Disturbance in ecosystems

The changes that humans are making in the ecosystems or to the landscape are beneficial for mosquitoes that spread diseases such as Zika, chikungunya and dengue. This is what biologist Maarten Schrama and his colleagues write in the journal Nature Scientific Reports. ‘If we know in which living environments mosquitoes thrive best, we can design our own living environment in such a way that the risk of outbreaks of mosquito-borne infectious diseases is minimal.’

Disturbance in ecosystems

Man is changing the landscape on earth at an unprecedented pace. Nature has to make way for agriculture and that goes hand in hand with an increase in pesticides, overgrazing and pollution. The research of Maarten Schrama and his colleagues now shows that these changes in the landscape are beneficial for mosquitoes that transmit infectious diseases such as dengue, chikungunya, the West Nile virus and Zika. ‘We have demonstrated this by comparing areas within the Kruger Park in South Africa, where people have made no changes, with areas outside,’ explains Schrama.

The team looked at the presence of pesticides, water quality, livestock densities and grazing pressure, or ‘desertification’. It turned out that the density of disease-spreading mosquitoes was higher in places where people had adapted the landscape. Schrama: ‘This is the first time that it has been scientifically proven that humans make their living environment extremely suitable for their own disease transmitters and those of their livestock.

And that’s useful information: ‘If we know under what conditions mosquitoes thrive best, we can design our own living environment in such a way that the risk of outbreaks of mosquito-borne infectious diseases is minimal,’ says Schrama. In other words: disease prevention at the level of spatial planning. ‘For example, we see that in the Netherlands we are very focused on solutions to climate change. But solutions such as “more water in the city” are not always in line with the idea of minimising the number of mosquitoes in the living environment.’

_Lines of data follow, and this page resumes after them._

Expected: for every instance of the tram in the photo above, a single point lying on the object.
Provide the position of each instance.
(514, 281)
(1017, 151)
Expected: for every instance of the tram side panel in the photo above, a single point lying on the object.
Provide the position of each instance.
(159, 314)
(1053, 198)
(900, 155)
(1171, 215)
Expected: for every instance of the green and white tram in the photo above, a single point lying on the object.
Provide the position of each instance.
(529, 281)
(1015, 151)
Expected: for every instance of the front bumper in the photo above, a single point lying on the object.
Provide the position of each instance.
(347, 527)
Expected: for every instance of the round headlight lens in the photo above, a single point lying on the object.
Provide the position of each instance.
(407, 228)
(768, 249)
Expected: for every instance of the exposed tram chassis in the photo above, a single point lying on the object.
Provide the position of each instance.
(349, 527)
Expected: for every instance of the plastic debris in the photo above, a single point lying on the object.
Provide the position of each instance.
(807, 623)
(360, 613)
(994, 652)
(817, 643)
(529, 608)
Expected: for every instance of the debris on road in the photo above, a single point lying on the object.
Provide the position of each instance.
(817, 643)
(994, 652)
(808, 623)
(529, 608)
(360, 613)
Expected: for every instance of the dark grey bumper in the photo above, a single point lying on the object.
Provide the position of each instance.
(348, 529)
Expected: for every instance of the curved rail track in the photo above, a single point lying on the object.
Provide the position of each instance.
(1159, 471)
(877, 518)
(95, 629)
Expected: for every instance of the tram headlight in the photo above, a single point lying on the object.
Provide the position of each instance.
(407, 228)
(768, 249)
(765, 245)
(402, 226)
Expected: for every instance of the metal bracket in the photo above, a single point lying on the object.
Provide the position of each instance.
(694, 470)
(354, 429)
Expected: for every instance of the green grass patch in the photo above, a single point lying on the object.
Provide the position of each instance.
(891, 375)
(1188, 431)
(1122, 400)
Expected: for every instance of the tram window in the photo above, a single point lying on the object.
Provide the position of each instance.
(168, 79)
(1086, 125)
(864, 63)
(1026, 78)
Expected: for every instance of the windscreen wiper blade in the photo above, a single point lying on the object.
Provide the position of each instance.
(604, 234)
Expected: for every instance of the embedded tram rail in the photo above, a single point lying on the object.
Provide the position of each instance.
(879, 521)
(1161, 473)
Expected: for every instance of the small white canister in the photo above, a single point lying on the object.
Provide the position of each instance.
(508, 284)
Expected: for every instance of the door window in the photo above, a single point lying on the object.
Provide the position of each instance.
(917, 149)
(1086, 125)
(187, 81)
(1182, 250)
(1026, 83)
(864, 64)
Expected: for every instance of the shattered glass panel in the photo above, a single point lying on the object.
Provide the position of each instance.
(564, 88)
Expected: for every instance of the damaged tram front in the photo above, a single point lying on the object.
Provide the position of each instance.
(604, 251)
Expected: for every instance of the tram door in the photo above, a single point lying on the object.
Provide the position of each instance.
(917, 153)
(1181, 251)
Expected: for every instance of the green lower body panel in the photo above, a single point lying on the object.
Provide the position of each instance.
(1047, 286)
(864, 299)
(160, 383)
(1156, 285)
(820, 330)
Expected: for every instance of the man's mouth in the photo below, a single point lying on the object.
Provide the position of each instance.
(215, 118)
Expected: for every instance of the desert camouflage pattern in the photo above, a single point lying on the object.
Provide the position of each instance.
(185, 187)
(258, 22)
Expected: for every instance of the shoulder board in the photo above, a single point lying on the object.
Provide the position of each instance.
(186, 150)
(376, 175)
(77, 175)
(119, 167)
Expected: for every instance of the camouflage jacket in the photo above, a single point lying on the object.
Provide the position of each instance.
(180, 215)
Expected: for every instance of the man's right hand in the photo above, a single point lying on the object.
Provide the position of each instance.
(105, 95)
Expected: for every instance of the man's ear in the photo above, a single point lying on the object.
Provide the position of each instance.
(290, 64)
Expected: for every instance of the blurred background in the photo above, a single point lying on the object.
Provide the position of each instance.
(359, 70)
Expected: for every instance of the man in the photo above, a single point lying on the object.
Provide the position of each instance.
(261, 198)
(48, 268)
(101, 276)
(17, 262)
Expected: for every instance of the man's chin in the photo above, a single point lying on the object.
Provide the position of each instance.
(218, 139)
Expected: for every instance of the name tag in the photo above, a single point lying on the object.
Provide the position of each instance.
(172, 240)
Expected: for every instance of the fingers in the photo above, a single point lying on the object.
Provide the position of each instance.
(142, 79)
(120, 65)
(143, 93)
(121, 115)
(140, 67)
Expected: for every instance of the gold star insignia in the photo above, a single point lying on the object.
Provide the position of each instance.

Although many insect species of ecosystems are not doing well as a result of human activity, the opposite seems to be true for mosquitoes. ‘Mosquitoes often thrive in the presence of disturbances,’ explains Schrama. ‘Many other insects, such as butterflies, need stable and undisturbed ecosystems. When vulnerable insects disappear, there is less competition for the mosquito.’ Schrama gives an example: ‘Many insects in ecosystems have disappeared from the Netherlands in recent years due to drought, but it could well be that mosquitoes benefit from it. If waters that normally never dry up suddenly become dry, mosquitoes can colonise such a place super-fast. Because of this kind of periodic drought, fish and amphibians and other types of insects that normally target mosquitoes disappear.’

Schrama thinks that lies in our own hands. ‘The Netherlands already has quite a collection of mosquitoes that are capable of spreading diseases. However, we are still missing two important ingredients for an epidemic: the disease itself, which needs to be introduced first, and enough mosquitoes to spread the disease quickly enough from person to person. But the goal is of course not to let this happen. Understanding the role of our own living environment and how mosquitoes react to it is therefore crucial. I hope to contribute to this with my current research, which focuses much more on the Dutch landscape.’